The issue when choosing Doppler modality in a rheumatological setting is the sensitivity for flow. The theoretical advantage of PD in sensitivity has disappeared in the newer high-end machines where the trend is that colour Doppler now is more sensitive than PD (fig 1). A satisfactory explanation for this has not been put forward.
In less expensive equipment, PD has the highest sensitivity. The choice between colour and PD depends on the equipment.
The machine should be set for maximum power output. A possible adverse effect of US in general and Doppler in particular is only an issue in prenatal US. In the following, the description of settings and artefacts apply to both colour and PD unless otherwise stated.
The most important adjustable parameters are Doppler frequency, Doppler gain, PRF, colour priority, filter, focus, persistence, colour box position and size. Patient positioning and scanning technique further influence the quality of the Doppler examination.
A lower Doppler frequency will allow more penetration but also a more grainy Doppler image (larger colour pixels). Thus, higher Doppler frequency gives a more detailed image of the vessels but at the expense of penetration.

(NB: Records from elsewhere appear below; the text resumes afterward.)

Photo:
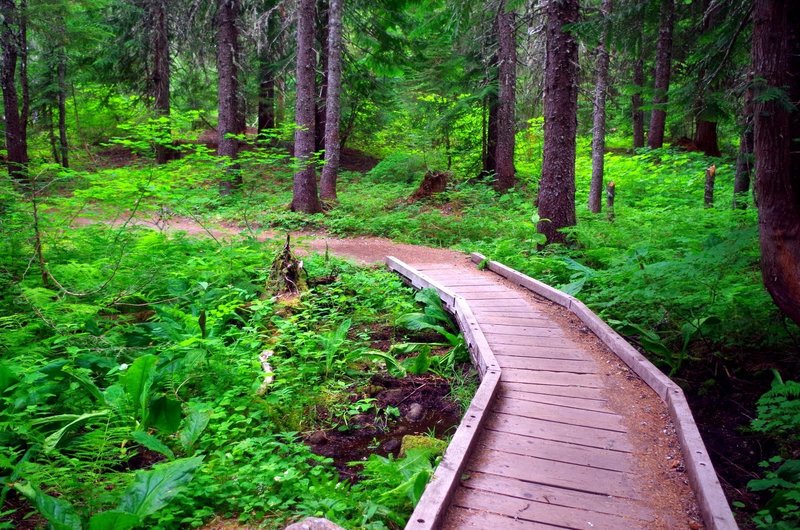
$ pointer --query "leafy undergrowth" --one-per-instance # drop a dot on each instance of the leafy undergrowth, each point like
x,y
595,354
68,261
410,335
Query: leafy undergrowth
x,y
133,389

The trade-off between penetration and sensitivity is somewhat unpredictable and resolution is in this context really not an issue. The ability to depict slow flow in a small vessel (with a weak Doppler reflection) is enhanced by a lower frequency (because the weak reflection has more penetration) but is also enhanced by a higher frequency because the Doppler shift is higher (if the reflection is powerful enough to penetrate). The unpredictability is illustrated in fig 2.

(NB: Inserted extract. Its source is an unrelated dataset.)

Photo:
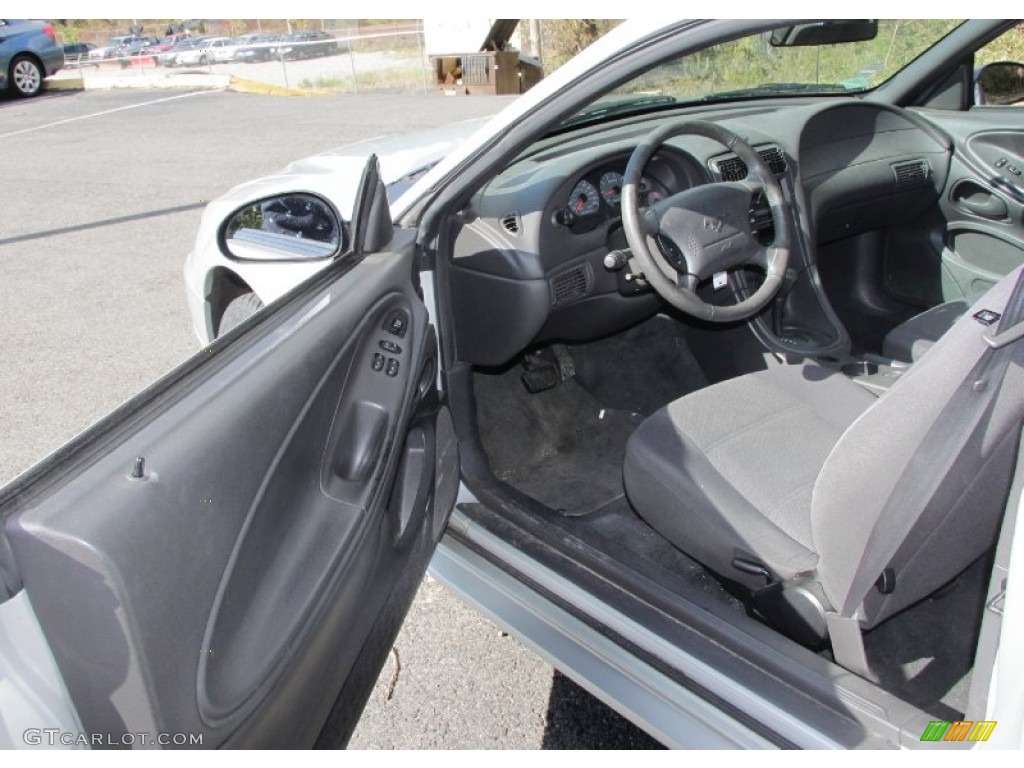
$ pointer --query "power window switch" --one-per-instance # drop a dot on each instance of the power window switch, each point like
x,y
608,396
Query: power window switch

The optimum frequency must be found in practice and not in theory.
The numerous Doppler analyses inside the colour box are quite demanding on computing power of the US unit. The frame rate goes down when colour is added and in order to obtain as live an image as possible (high frame rate) it is therefore generally recommended to make the box as small as possible.
We do, however, recommend always letting the box go to the top of the image in order to be aware of reverberation artefacts (see reverberations).
Scale and pulse repetition frequency
PRF is the Doppler sampling frequency of the transducer and is reported in Hz. The maximum Doppler shift frequency that can be sampled without aliasing is PRF/2, which is called the Nyquist limit.8 The Nyquist limit may be presented on-screen as a blood velocity (the maximum measurable velocity of blood moving directly towards or away from the transducer) or in Hz (maximum measurable Doppler shift). If the blood velocity is above the Nyquist limit, the machine will misinterpret the velocity and aliasing will occur. This is not an issue with PD.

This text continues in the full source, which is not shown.